Dealing with a problem as it happens will allow your child to embrace positivity. You can’t be a happy person and carry tons of baggage. This doesn’t mean that they will always resolve everything instantly, but they can at least work on a resolution.

Children who don’t suppress their emotions don’t play the blame game.

Imagine that your child has a cup inside him that contains all of his uncomfortable emotions. When he gets angry, sad, scared or anxious, the cup fills a little with each emotion or feeling.

Eventually, your cup will be so full that it will spill everywhere, which is often called an emotional outburst. Once it starts to spill, they can’t control it. It usually comes out in the form of blaming others.

It’s not practical to criticize others for mishandled situations, as your child has suppressed these feelings. However, breaking free from repression gives freedom and stops the blame game.

They are free to forgive and be forgiven

It’s horrible to hold a grudge. In many cases, people get angry and refuse to talk for years, eventually not remembering why they were angry in the first place. When children learn from a young age that it is acceptable to hold back feelings, they will be unwilling to forgive others.

How can someone be expected to forgive when they are not willing to forgive? Learning to deal with emotions as they occur allows people to be free to forgive and be forgiven.

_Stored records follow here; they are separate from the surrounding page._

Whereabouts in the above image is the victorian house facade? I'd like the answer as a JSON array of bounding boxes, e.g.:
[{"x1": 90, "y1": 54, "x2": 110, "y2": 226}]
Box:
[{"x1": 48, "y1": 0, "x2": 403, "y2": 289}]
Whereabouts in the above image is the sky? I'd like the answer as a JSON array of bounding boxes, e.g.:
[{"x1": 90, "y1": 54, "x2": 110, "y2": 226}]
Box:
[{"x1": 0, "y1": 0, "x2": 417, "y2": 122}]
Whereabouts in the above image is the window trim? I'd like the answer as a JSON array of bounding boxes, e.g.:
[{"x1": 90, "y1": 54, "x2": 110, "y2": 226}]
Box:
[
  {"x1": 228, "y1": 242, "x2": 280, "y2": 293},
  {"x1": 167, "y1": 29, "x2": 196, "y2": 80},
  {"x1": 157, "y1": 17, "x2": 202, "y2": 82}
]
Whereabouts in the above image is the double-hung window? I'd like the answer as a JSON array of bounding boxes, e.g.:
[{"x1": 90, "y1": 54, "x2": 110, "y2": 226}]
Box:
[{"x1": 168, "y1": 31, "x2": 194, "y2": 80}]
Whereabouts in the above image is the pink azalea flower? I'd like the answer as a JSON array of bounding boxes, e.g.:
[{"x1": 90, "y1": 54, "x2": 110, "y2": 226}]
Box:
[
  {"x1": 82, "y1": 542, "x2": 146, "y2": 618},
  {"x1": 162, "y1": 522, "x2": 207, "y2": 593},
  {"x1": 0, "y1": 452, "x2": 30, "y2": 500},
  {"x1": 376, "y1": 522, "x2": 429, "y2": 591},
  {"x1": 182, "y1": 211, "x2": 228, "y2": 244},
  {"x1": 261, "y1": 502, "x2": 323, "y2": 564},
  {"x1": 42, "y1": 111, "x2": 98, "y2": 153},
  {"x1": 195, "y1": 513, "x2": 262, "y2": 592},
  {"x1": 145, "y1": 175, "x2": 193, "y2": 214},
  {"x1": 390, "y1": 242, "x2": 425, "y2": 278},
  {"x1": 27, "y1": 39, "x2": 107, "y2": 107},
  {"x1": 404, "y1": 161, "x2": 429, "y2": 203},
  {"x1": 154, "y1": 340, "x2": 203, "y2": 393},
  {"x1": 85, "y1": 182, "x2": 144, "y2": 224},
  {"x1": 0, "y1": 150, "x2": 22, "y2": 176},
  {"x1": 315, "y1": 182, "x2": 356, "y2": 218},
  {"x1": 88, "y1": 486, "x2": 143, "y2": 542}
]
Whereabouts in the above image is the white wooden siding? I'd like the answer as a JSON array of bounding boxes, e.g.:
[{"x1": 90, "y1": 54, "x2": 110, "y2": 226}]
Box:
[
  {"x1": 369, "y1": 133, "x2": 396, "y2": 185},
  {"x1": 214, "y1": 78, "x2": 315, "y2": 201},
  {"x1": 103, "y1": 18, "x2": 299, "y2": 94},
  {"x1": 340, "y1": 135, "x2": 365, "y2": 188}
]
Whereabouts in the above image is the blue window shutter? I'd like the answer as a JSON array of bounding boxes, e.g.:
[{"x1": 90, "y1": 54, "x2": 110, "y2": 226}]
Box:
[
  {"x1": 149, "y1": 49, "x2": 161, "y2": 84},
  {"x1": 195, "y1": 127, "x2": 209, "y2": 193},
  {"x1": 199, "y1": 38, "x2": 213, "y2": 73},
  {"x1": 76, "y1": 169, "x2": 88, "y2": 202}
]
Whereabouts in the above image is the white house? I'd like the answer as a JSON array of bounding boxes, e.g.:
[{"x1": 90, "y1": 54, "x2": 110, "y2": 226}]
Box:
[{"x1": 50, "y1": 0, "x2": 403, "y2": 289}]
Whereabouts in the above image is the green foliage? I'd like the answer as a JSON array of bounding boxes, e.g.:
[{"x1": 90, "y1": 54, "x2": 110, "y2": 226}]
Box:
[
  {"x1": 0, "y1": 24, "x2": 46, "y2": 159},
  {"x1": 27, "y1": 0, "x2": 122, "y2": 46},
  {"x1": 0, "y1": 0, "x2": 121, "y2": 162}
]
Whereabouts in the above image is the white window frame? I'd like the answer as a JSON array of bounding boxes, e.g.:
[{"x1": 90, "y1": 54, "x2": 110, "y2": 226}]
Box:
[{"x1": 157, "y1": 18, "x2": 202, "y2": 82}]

Never punish your child for their feelings

Why do parents expect things from their children that they don’t do themselves? Many adults want their children to be “seen and not heard” and think that they will never have a bad day. You must be realistic and understand that your children will experience the same emotions as you.

There are days when you’re in a bad mood because you didn’t get enough sleep and you say and do things you didn’t mean to say. Your children will also have these moments and they should not be punished for expressing their emotions. Instead, it would be helpful if you talked to them about effective ways to handle these times. As a result, you will arm them with the knowledge of how to deal with their emotions in a positive way.

By punishing a child for a tantrum or other emotional problem, you are saying loud and clear that expressing his feelings gets him into trouble. Correct bad behavior, like kicking, hitting, painting the wall or the like, but never punish him for being human and showing emotion.